Pourtant Anne n’éprouvait que tristesse. Elle aurait voulu demeurer toute la nuit au bord de la rivière d’Émeraude à écouter son murmure, à la voir se dédoubler en une autre rivière de brume, âme flottante, long voile qui traînait sur les eaux. Mais son père avait exigé sa présence à la cérémonie. L’homme que Tanguy lui destinait participerait au banquet. C’était le chef des bergers de la plaine, dont la communauté prospérait à une douzaine de lieues de la vallée, vers le sud, dans les steppes raclées par le vent. Cet homme, on le disait gigantesque et brutal, se saoulant à la bière et dormant sur un matelas de fumier. Par ce mariage, qu’il tramait pour l’année suivante, Tanguy voulait sceller l’alliance entre les deux communautés. Ainsi les agriculteurs émeraldiens et les pasteurs des plaines pourraient non seulement se défendre contre les entreprises de l’OCRE et de l’ARP, mais en plus envisager une expédition commune et libératrice vers les grandes cités tragiques de la Loire où les deux organisations se dévoraient l’une l’autre.
Anne résisterait jusqu’au bout au projet paternel. Elle ne connaissait pas ce berger et n’avait aucune envie d’aller vivre dans les plaines desséchées, pays jaune où la poussière tourbillonnait. Et puis… Et puis elle aimait It’van et ne pouvait imaginer son existence avec un autre homme que lui.
Elle avait grandi à son côté, participé à ses jeux, assisté à l’éclosion de cette âme droite et noble dont elle était la seule peut-être à connaître l’envers obscur, sauvage, souterrain. Parfois, quand il ne se savait pas observé, elle le regardait et voyait affleurer sur son visage cet être second avec lequel il prétendait vivre en harmonie mais dont il ignorait encore les secrètes et violentes passions. Souvent, en un mystérieux sourire, la lèvre supérieure se retroussait sur ses canines, révélant une nature carnassière, une énergie de fauve entravé.
Il n’y avait pas que cela : Anne devinait en lui, outre une indicible douceur, un désir héroïque d’accomplissement, une vocation à aller au-delà des limites humaines, vers la libération complète et les nouvelles certitudes. La grandeur d’It’van résidait principalement dans cette partie encore ignorée de lui-même que ses expressions parfois trahissaient. Cet être second, cette nature profonde, Anne savait qu’ils lui étaient favorables : les regards d’It’van ne pouvaient mentir et il y avait en eux un élan vers elle, une prière, un espoir.

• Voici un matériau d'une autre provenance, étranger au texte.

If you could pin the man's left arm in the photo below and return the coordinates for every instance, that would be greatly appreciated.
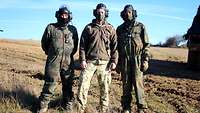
(75, 40)
(113, 49)
(145, 56)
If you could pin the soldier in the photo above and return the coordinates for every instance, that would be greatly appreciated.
(133, 48)
(98, 55)
(193, 37)
(59, 42)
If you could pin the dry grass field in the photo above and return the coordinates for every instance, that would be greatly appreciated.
(170, 87)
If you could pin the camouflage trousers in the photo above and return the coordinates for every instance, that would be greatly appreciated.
(133, 82)
(51, 77)
(100, 69)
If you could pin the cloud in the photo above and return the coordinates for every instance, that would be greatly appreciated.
(166, 16)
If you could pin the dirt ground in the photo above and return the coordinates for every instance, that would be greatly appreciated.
(170, 86)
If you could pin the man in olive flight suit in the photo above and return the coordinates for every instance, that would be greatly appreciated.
(98, 55)
(133, 48)
(193, 37)
(59, 42)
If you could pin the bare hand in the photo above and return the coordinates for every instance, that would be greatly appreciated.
(83, 64)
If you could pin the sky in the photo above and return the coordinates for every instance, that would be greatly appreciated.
(27, 19)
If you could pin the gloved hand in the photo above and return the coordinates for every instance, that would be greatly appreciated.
(118, 69)
(112, 66)
(144, 66)
(83, 64)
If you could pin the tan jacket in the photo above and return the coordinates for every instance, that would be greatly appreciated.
(98, 42)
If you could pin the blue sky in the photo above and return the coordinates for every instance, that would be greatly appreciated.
(27, 19)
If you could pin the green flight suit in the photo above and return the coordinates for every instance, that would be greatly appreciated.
(133, 48)
(59, 44)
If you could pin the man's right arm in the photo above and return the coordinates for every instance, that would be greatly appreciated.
(82, 49)
(45, 40)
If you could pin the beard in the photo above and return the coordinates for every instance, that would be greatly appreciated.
(62, 21)
(100, 17)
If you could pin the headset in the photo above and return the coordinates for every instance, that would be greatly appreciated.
(98, 7)
(64, 9)
(134, 12)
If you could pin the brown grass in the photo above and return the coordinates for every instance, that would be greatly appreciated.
(170, 87)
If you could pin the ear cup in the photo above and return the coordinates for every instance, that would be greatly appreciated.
(95, 13)
(122, 14)
(70, 16)
(57, 15)
(135, 13)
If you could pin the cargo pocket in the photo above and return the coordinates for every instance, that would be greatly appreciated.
(137, 42)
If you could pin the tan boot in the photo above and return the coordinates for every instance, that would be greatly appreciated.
(126, 111)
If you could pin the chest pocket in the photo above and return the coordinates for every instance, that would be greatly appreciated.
(68, 42)
(137, 40)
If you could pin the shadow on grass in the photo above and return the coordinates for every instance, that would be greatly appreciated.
(24, 98)
(172, 69)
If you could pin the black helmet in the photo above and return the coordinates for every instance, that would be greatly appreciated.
(100, 5)
(122, 14)
(62, 10)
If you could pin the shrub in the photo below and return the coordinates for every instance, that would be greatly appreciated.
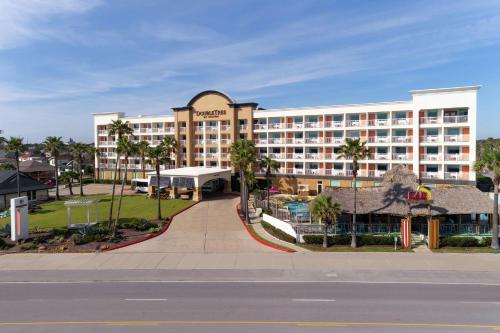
(459, 241)
(277, 232)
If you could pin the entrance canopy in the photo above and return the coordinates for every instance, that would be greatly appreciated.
(189, 177)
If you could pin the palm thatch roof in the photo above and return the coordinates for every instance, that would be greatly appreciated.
(390, 198)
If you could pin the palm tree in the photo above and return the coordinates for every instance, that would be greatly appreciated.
(489, 165)
(157, 156)
(15, 145)
(170, 146)
(270, 165)
(118, 128)
(355, 150)
(243, 157)
(67, 178)
(53, 145)
(125, 148)
(142, 150)
(78, 150)
(325, 211)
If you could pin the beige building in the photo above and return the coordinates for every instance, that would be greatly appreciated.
(433, 134)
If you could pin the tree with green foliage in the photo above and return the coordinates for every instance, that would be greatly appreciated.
(488, 164)
(157, 156)
(125, 148)
(354, 150)
(15, 145)
(243, 156)
(270, 166)
(54, 145)
(326, 212)
(118, 129)
(142, 150)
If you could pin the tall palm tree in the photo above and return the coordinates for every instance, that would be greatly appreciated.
(53, 145)
(170, 146)
(142, 150)
(15, 145)
(67, 177)
(78, 150)
(125, 148)
(270, 165)
(326, 212)
(243, 157)
(489, 165)
(157, 156)
(118, 129)
(355, 150)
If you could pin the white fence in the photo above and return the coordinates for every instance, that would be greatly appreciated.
(283, 226)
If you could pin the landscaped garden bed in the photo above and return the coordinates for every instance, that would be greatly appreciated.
(48, 231)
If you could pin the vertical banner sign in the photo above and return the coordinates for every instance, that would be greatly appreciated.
(405, 233)
(433, 233)
(18, 218)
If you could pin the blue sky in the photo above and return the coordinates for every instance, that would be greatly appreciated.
(61, 60)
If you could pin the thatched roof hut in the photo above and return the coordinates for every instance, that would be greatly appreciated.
(390, 198)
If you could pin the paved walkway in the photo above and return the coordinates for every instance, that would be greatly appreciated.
(211, 226)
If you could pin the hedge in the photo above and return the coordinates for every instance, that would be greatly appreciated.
(464, 241)
(346, 240)
(280, 234)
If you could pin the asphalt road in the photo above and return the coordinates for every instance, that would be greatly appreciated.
(196, 303)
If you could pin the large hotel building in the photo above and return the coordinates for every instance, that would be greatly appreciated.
(433, 134)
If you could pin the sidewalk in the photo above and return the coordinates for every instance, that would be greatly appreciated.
(479, 262)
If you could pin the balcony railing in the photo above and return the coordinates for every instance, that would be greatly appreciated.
(401, 139)
(430, 139)
(431, 157)
(455, 119)
(430, 120)
(401, 121)
(456, 176)
(430, 174)
(456, 138)
(456, 157)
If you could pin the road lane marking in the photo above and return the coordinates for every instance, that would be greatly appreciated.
(312, 300)
(146, 299)
(257, 282)
(474, 327)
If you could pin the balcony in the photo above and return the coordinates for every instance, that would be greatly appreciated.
(455, 119)
(275, 141)
(402, 121)
(331, 124)
(382, 157)
(430, 139)
(456, 176)
(259, 126)
(456, 157)
(430, 120)
(430, 157)
(295, 125)
(430, 175)
(335, 140)
(378, 122)
(401, 139)
(379, 139)
(456, 138)
(402, 157)
(313, 124)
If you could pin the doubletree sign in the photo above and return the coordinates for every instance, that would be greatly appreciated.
(421, 194)
(211, 113)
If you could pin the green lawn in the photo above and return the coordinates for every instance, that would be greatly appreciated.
(54, 213)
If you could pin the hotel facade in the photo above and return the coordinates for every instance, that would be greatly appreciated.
(433, 134)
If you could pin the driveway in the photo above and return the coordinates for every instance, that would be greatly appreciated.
(211, 226)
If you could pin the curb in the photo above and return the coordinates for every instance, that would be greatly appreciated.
(165, 228)
(276, 247)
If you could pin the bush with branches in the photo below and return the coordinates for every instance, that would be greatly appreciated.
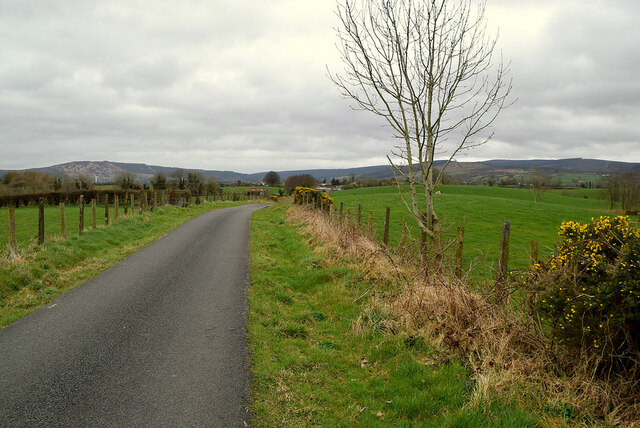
(311, 196)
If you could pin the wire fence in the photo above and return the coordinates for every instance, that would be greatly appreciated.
(41, 222)
(476, 258)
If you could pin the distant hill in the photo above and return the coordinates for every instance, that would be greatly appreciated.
(471, 172)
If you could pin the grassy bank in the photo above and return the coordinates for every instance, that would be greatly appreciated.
(38, 275)
(316, 361)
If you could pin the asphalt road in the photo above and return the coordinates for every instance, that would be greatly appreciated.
(156, 340)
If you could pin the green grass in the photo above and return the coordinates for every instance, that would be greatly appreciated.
(310, 367)
(40, 274)
(481, 210)
(241, 189)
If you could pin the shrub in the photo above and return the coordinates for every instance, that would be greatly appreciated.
(312, 196)
(588, 292)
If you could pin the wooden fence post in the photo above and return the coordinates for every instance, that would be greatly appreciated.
(93, 213)
(41, 221)
(459, 244)
(81, 217)
(533, 253)
(63, 225)
(385, 236)
(106, 209)
(12, 230)
(503, 258)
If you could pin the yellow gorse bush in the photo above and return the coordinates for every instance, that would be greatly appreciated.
(587, 294)
(313, 196)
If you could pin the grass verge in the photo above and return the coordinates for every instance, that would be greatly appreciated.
(321, 357)
(37, 275)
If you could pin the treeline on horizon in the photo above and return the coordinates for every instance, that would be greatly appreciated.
(621, 189)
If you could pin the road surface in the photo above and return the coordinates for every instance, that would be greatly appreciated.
(156, 340)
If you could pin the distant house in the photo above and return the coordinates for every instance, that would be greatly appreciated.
(258, 192)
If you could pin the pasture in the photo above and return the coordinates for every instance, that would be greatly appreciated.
(481, 210)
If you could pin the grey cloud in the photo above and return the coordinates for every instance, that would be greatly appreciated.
(241, 85)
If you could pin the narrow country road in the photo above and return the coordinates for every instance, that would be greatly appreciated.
(156, 340)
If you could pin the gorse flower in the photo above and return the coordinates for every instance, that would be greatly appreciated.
(588, 291)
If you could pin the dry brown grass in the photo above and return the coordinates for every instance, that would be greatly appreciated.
(506, 353)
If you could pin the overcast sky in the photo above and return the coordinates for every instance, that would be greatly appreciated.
(241, 84)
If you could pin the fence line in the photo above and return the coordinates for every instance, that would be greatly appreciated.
(41, 226)
(438, 248)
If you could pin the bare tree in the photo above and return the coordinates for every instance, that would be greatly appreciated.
(271, 178)
(424, 66)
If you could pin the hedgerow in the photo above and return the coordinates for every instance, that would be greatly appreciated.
(587, 294)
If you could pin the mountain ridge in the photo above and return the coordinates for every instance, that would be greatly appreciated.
(106, 171)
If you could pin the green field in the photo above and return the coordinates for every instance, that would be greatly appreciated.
(27, 221)
(311, 367)
(481, 210)
(38, 275)
(241, 189)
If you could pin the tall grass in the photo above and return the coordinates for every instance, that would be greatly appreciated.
(321, 355)
(481, 210)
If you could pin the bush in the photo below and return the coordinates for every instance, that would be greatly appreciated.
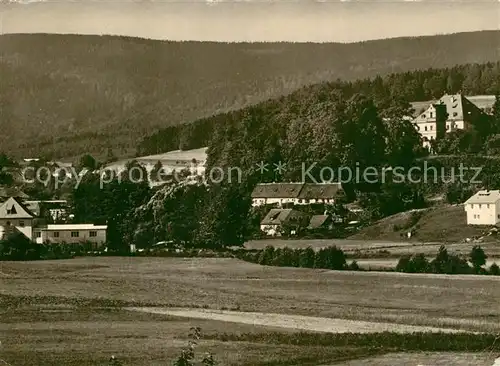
(353, 266)
(307, 257)
(330, 258)
(416, 263)
(477, 258)
(494, 270)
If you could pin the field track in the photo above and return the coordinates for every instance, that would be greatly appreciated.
(306, 323)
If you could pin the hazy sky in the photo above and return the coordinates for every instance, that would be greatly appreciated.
(302, 20)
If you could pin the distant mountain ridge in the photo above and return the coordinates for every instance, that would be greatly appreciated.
(63, 95)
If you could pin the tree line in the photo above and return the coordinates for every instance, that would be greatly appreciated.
(419, 85)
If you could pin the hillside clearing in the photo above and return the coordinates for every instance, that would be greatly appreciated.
(445, 224)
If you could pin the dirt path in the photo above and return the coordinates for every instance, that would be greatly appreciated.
(308, 323)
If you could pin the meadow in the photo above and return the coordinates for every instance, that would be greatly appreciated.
(72, 312)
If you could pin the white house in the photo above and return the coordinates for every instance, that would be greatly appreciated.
(15, 216)
(276, 193)
(296, 193)
(483, 208)
(71, 234)
(462, 115)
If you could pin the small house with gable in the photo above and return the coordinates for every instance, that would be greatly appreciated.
(483, 208)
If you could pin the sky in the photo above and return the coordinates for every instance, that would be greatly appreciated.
(250, 20)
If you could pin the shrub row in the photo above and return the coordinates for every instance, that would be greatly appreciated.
(388, 341)
(335, 258)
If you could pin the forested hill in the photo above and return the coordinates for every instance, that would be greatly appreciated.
(63, 95)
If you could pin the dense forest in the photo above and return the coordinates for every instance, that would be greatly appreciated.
(64, 95)
(420, 85)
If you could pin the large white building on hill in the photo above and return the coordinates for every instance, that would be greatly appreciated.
(462, 114)
(295, 193)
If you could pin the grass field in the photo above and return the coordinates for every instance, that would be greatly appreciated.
(434, 359)
(53, 324)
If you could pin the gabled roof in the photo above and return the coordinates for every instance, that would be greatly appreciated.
(317, 221)
(278, 216)
(458, 108)
(6, 192)
(277, 190)
(320, 190)
(484, 197)
(13, 209)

Aussitôt – comme une herse qui tombe – les scrupules reprenaient le dessus. Soudain It’van se souvenait qu’Anne pouvait être considérée comme sa sœur et que Tanguy, son bienfaiteur, avait formé, concernant le destin de sa fille, d’autres projets. Alors il lançait une plaisanterie ou lui tournait simplement le dos. Pour mieux la tenir à l’écart, il faisait mine de ne pas la prendre au sérieux. Dès qu’elle essayait de lui parler gravement, il s’esclaffait.
Bien qu’elle fût consciente de l’artifice, Anne était chagrinée par une telle attitude, oui : chagrinée et désarmée. Elle avait essayé naïvement de le rendre jaloux, mais sans résultat visible. Ce soir encore, quand elle avait offert sa poitrine au jeune étranger, acceptant un contact plus durable qu’il n’aurait dû l’être, It’van ne semblait pas en avoir pris ombrage. Certes elle continuerait à faire les yeux doux à ce voyageur dont l’aspect physique n’était guère engageant, mais elle doutait d’émouvoir It’van par ce moyen. Il l’avait même certainement percée à jour.
Ainsi Anne se désespérait. Dans sa situation, elle regrettait de n’avoir personne à qui se confier. Elle n’avait point d’amie véritable, peut-être en raison d’un caractère farouche et d’une certaine propension à la solitude qui la tenaient éloignée des jeunes filles de son âge. D’ailleurs, elle craignait leur bavardage et il n’en était aucune qui trouvât grâce à ses yeux. Quant à son père, il n’était pas question de s’ouvrir à lui. Une fois, elle avait tenté avec prudence d’avancer quelques arguments contre ce projet d’alliance avec le maître des steppes. Tanguy ne l’avait pas laissée aller plus loin que la première phrase : il l’avait renvoyée en tonitruant, pestant à grands cris contre la légèreté des femmes.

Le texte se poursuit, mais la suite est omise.